QTL mapping in two Jean-2NM x Por-1SL intercross families was performed to find genomic regions harboring genes responsible for the loss of mechanical entrainment in Jean-2NM (A-D). (A, C) The proportion of insensitive (orange) and sensitive (blue) individuals found on each day was calculated based on estimated probabilities (S16 Fig). The ratio of the two phenotypes is indicated in the top right corner. (B, D) QTL intervals are given for: composite interval mapping–dark blue, fitqtl: additive loci–black, EM-algorithm–light blue. The green marks the phenotypic panel with the highest convergence in EM analysis, and the lowest error (see methods QTL mapping/EM-pipeline. Raw data and full statistics are given in S8 Table). (E) Association analysis was performed to find mutations associated with the loss of sensitivity to tidal turbulence in the Jean-2NM population. (E-top): We screened for variants associated with the loss of sensitivity to tidal turbulence using 769.379 variants called from 210 individuals belonging to 9 differentially sensitive populations (S1 and S19 Figs). Bayesian factor (BFis) is plotted for each variant along the three chromosomes. We found 173 significantly associated SNPs and indels (BFis > 20, eBPis > 2, XtXst > 20.02; see Methods section for details) marked in red. The list of SNP effects and genes affected by them is given in S9 Table. Raw data are published on Max Planck Repository Edmond https://doi.org/10.17617/3.HUYLPR). (E-middle and bottom) To find loci under selection in Jean-2NM that could be responsible for the loss of sensitivity, we contrasted it with the closest turbulence-sensitive population Vigo-2NM. (E-middle) plots show the results of genomic differentiation analysis (Fst) between Vigo-2NM and Jean-2NM. Red marks Fst values above 0.5. (E-bottom) Plots depict the results of the selective sweep analysis in Jean-2NM as compared to the Vigo-2NM. The top 1% 10kb regions under selection are gray.
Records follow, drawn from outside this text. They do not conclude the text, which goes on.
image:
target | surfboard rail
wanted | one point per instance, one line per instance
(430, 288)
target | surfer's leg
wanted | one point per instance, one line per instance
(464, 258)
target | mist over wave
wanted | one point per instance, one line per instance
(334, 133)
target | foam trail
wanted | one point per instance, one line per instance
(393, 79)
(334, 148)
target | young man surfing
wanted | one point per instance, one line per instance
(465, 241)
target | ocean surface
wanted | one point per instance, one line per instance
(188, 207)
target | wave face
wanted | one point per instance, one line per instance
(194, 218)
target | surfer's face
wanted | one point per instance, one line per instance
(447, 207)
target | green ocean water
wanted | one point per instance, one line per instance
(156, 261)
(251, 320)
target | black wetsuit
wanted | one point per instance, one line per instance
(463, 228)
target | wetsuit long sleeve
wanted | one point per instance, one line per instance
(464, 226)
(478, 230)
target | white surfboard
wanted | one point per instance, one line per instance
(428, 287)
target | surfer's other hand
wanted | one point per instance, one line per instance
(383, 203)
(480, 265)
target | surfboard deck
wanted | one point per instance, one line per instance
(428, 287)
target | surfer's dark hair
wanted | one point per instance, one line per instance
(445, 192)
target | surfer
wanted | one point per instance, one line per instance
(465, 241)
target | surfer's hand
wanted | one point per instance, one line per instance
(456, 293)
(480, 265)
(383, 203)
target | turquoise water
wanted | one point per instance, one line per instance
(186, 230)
https://doi.org/10.1371/journal.pgen.1010763.g004

QTL mapping was conducted in two intercross families: in the JxP-F2.2.3 family we found one additive QTL on the first chromosome, while in the JxP-F2.1.6 family two additive QTLs on chromosomes 2 and 3 appeared (Figs 4A–4D, S16, and S17 and S8 Table). Interestingly, while the ratio of sensitive to insensitive individuals was consistently 73:27 in three independent intercross families including JxP-F2.1 (S18 Fig), the JxP-F2.2 family had a unique ratio of 62:38 (S18 Fig). This could indicate that the genetic basis for the insensitivity in JxP-F2.2 is unique and may explain why we found different QTLs in JxP-F2.1.6 and JxP-F2.2.3. In addition, this finding suggests that there is an oligogenic origin for the trait and that the alleles responsible for the loss of sensitivity are not fixed in the Jean-2NM population.
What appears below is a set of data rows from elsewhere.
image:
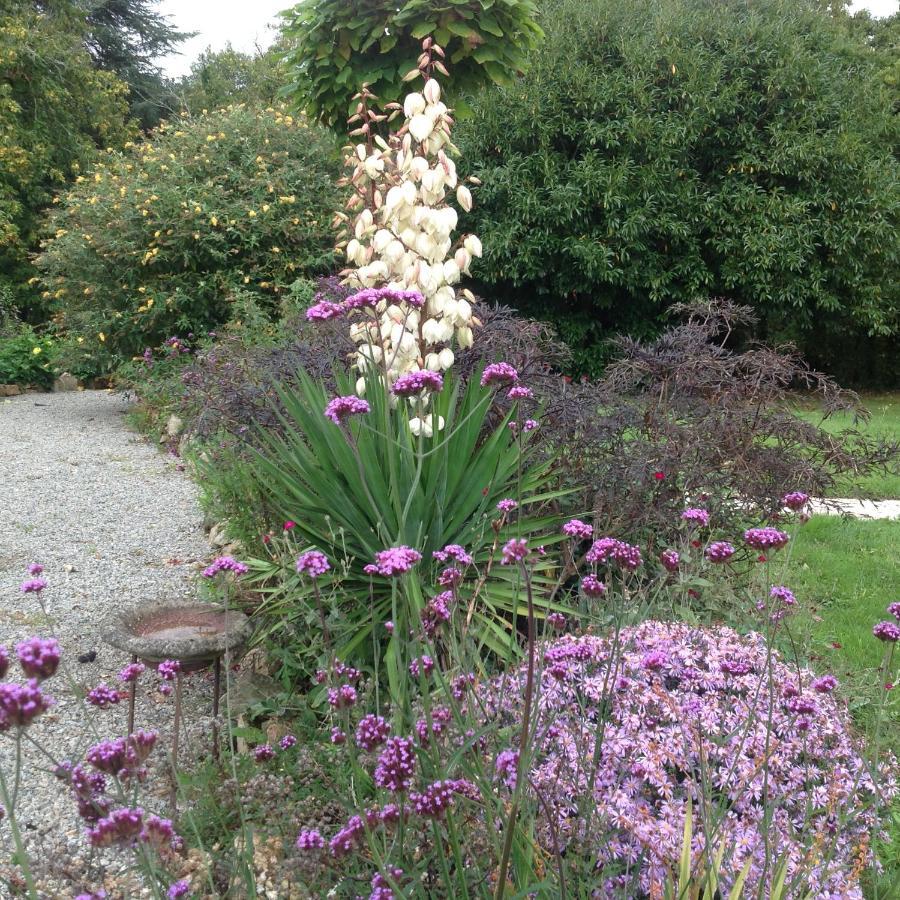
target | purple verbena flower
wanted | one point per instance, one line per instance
(396, 561)
(310, 839)
(719, 552)
(21, 704)
(39, 657)
(339, 409)
(396, 765)
(313, 564)
(413, 383)
(887, 631)
(670, 560)
(499, 373)
(225, 564)
(696, 516)
(371, 732)
(168, 669)
(33, 585)
(514, 551)
(765, 538)
(103, 696)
We then performed the same genetic screens in Jean-2NM as in Ros-2FM (Fig 4E). The association analysis identified 173 SNPs significantly associated with the phenotypic loss in Jean-2NM as compared to the eight sensitive populations (Fig 4E–top panel and S9 Table). As in the Ros-2FM association analysis, most associated SNPs are found in the non-coding regions of the genome (S19 Fig). To investigate potential selective sweeps in Jean-2NM, we tried contrasting it with the closest turbulence-sensitive population we had: Vigo-2NM (Figs 4E and S1). However, since the two populations are geographically quite far from each other, the FST values were very high overall (Fig 4E–middle panel). Thus, Vigo-2NM is not the most suitable reference population for discovering reliable selective sweeps in Jean-2NM (Fig 4E–bottom panel). Taken together, due to the complexity of the QTL mapping results in Jean-2NM, as well as the lack of prominent peaks in the association analysis, we were not able to identify candidate genes with enough precision. Nevertheless, the absence of a prominent QTL on chromosome 2 in Jean-2NM corroborates the finding that this phenotype was lost independently in Ros-2FM and Jean-2NM.

Discussion

Loss of sensitivity to mechanosensory entrainment: result of convergent evolution?
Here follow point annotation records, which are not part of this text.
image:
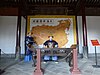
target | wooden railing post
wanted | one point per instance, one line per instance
(75, 70)
(38, 70)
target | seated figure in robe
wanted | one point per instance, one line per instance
(50, 44)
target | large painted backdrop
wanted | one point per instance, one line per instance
(63, 28)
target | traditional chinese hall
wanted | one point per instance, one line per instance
(49, 37)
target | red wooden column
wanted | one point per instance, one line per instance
(38, 70)
(75, 70)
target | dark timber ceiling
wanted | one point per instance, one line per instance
(50, 7)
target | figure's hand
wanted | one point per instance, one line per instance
(56, 45)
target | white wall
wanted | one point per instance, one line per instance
(93, 32)
(8, 27)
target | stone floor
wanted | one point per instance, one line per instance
(50, 68)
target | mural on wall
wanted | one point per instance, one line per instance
(62, 28)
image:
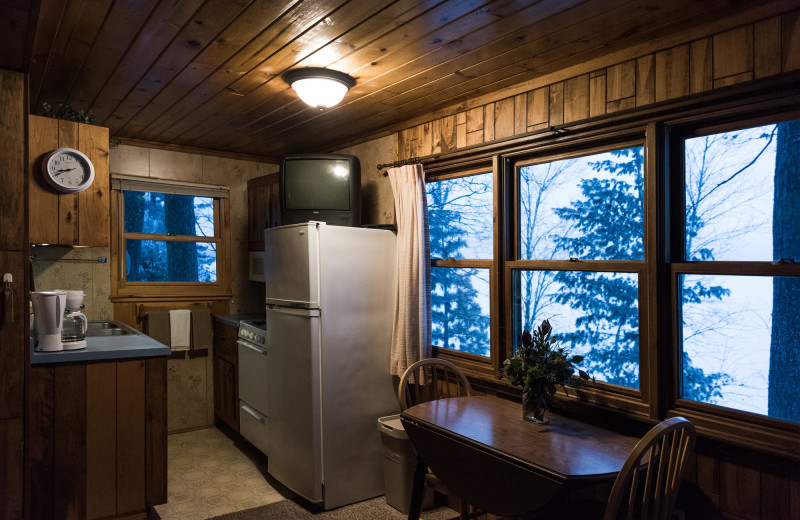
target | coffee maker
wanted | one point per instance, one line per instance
(48, 319)
(73, 333)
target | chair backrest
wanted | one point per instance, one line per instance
(647, 485)
(430, 379)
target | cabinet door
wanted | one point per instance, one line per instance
(226, 401)
(263, 208)
(226, 384)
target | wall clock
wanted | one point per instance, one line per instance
(68, 170)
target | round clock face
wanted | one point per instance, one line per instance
(68, 170)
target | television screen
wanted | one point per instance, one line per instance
(321, 187)
(317, 184)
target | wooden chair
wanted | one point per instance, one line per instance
(648, 484)
(428, 380)
(431, 379)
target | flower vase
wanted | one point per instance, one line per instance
(536, 407)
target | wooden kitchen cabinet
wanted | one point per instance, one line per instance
(263, 208)
(68, 218)
(226, 375)
(97, 438)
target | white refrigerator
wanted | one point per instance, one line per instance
(330, 294)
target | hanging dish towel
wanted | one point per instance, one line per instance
(180, 329)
Loss-of-function alleles were once only associated with deleterious mutations, and loss of genes with the loss of redundant gene duplications. It is now understood that the loss of alleles and genes can drive adaptive phenotypic diversity [39,40]. Furthermore, in contrast to the early evolutionary theories, we now come to understand that convergent evolution is more of a rule than an exception. A few recent studies show that the loss of traits can happen as a result of convergent evolution: repeated eye loss in Mexican cavefish [51] and the loss of flight in paleognathous birds [52].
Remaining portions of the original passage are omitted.